To determine the relationship of MITEs found in viruses and their hosts, multiple alignments of full-length copies of one MITE from one species were created using MUSCLE [56]. All ambiguous sites were removed, then a neighbor-joining tree was built using MEGA 4 [49] (Pairwise deletion, Maximum composite likelihood model, 1000 bootstrap replicates). Clade credibility values (> 70%) are shown at each node. Fifty full-length copies were randomly selected to include in this analysis for one MITE with more than fifty full-length copies in one species.

To assess misassemble (chimera) regions around MITEs, the PacBio reads that were used to assemble the P. salinus and P. dulcis genomes were mapped on the assembled genomes using BLASR [57]. The coverage was computed as the number of reads for each genomic position and was plotted for 2-kb fragments centered at the position of each MITE site.

Gene sequences of P. dulcis, P. salinus and P. inopinatum as well as a gff file for positions of predicted genes were downloaded from NCBI. Then, pairwise comparison of gene sequences from three pandoraviruses were performed using BLASTp [58], and gene synteny and collinearity were analyzed using MCScanX [59]. MITEs were mapped on the genomes of three pandoraviruses according to each genomic position of copies.

Polymerase chain reaction (PCR) and sequencing

To confirm the presence of MITEs and the potential autonomous element computationally identified in the viral genomes, we designed the PCR primers using the flanking sequences of these MITEs. Primers were listed in Additional file 14: Table S7. For P. inopinatum, genomic DNA was extracted using EZ1 DNA Tissue Kit (QIAGEN) through automated extraction system: EZ1 Advanced XL (QIAGEN). PCR amplification was performed in a 25-μl volume including12.5 μl AmpliTaq Gold 360 Master Mix, 5 μl Pandoravirus genomic DNA, 5.5 μl H2O, 1 μl forward primer and 1 μl reverse primer. PCR runs were carried out with an initial denaturation step for 15 min at 95 °C followed by 39 cycles of denaturation at 95 °C for 30 s, annealing at 58 °C for 30 s, and elongation at 72 °C for 1 min, ending with a 5 min elongation step at 72 °C. Products of PCR were assayed using agarose gel electrophoresis, and were sequenced directly.

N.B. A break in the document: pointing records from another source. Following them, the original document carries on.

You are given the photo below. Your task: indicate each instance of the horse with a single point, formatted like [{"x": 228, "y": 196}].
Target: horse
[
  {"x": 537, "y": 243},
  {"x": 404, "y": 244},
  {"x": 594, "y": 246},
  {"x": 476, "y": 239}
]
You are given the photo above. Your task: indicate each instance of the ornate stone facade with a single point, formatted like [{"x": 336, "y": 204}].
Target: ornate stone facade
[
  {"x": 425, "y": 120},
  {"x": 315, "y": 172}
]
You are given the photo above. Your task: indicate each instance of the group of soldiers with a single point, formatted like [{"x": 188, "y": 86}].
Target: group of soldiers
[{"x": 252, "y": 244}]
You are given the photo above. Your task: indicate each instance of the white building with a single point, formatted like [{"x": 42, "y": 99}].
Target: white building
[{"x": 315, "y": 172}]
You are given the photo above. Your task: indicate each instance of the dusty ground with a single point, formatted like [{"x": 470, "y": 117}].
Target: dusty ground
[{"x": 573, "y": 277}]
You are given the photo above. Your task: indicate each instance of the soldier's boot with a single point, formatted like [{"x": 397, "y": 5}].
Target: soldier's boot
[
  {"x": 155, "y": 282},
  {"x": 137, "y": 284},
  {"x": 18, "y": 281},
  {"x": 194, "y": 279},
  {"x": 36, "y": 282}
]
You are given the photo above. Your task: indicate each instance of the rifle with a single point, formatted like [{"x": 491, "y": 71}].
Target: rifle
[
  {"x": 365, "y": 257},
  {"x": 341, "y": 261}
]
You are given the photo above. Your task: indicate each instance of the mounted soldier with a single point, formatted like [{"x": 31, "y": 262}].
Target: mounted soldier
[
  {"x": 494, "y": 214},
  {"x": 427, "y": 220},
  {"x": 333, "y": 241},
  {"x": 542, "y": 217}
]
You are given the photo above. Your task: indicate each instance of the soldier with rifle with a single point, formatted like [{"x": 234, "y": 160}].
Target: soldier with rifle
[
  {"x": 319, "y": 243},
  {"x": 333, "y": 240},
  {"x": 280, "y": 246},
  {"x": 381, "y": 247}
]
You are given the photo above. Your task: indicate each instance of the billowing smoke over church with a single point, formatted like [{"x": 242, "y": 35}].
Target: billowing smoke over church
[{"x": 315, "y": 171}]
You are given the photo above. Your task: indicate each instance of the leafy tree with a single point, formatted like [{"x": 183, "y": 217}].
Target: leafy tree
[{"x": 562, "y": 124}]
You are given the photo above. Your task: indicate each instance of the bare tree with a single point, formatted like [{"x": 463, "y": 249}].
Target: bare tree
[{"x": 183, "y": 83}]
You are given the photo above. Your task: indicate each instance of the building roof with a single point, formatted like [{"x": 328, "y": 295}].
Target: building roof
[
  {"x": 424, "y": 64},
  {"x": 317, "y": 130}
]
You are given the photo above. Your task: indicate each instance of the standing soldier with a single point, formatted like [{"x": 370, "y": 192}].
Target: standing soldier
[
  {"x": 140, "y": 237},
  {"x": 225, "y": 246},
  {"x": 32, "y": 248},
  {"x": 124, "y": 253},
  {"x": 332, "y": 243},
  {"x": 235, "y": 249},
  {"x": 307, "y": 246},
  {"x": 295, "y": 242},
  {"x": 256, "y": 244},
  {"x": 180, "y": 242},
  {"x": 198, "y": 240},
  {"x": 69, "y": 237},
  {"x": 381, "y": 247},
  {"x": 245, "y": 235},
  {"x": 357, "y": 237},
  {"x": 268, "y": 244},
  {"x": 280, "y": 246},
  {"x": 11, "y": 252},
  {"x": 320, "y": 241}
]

For GfIV, viral DNA extraction was carried out as described previously [60, 61] and 13 ng of DNA was used for PCR amplification (in 1× PCR buffer) supplemented with 0.33 mM each deoxynucleoside triphosphate (dNTP), 0.25 μM each primer, and 1 unit of Taq DNA polymerase in a 30 μl reaction volume. The amplification was performed for 35 cycles consisting of 94 °C for 30 s, 55 °C for 30 s, and 72 °C for 1 min, with a final 5 min extension step at 72 °C. Five microliters per reaction was analyzed on a 1% agarose gel electrophoresis to confirm single amplicon before Sanger sequencing using the same primers used for amplification (Genome Sequencing and Genotyping platform of the CHUL, in Quebec City, Quebec, Canada). For CcBV, PCR reactions were performed on genomic DNA extracted from individuals using GoTaq (Promega, France) in a final volume of 25 μl containing 50 ng of male wasp genomic DNA, 25 U of GoTaq, 3 mM MgCl2 and 20 pmole of each specific primer with the following cycling conditions: 4 min of initial denaturation at 94 °C, followed by 35 cycles of denaturation at 94 °C for 40 s, primer hybridization at 58 °C for 40 s, extension at 72 °C for 60 s, and final extension at 72 °C for 10 min. PCR products were purified using adsorption columns and sequenced by Sanger technology by GATC Biotech (Germany) in both strands using the same forward and reverse primers as for PCR.